Jordan Spieth finished T3 at last week’s event, and the Texan was streets ahead of anyone for the four days with the flat-stick in hand. Spieth gained a mammoth 10.6 strokes over the field on the greens of Bethpage Black, which is over three strokes more than anyone else achieved. It was the best-putting display of the 25-year-old’s career thus far, and Spieth now heads to Colonial CC ranked first in this week’s field for strokes gained: putting over his last 12 rounds.
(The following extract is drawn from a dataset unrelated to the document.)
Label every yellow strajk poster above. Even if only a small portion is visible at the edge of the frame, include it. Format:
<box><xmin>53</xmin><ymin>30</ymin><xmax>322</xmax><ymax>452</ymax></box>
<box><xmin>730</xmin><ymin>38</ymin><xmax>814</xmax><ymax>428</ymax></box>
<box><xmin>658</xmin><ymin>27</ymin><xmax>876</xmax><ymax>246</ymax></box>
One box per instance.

Dustin Johnson came agonizingly close to capturing his second major title last week, and encouragingly for DJ is that he gained strokes in all of the significant strokes gained categories. Johnson also led the field for strokes gained: off the tee, gaining 7.2 strokes over the field – his best performance in this area this year.

Cold

Bubba Watson endured a wretched two days on the greens at Bethpage Black. In just 36 holes, Watson lost 6.8 strokes to the field with the flat-stick. Even more frustrating for Watson is that he gained 6.5 strokes for the two day’s tee to green. A tale of what could have been for the two-time Masters champion.

Phil Mickelson faded badly at last week’s championship, and it was a poor display with his irons that did the damage. Lefty lost 6.3 strokes to the field for his approach play in New York, which is his worst display in this area for 2019.

It was a quick exit for Tiger Woods at Bethpage Black, and though the 15-time major champion was far from his best off the tee (losing half a stroke), it was Woods’ putting that was his undoing. Woods lost almost a stroke and a half on the greens at Bethpage – his worst display with the putter since last August.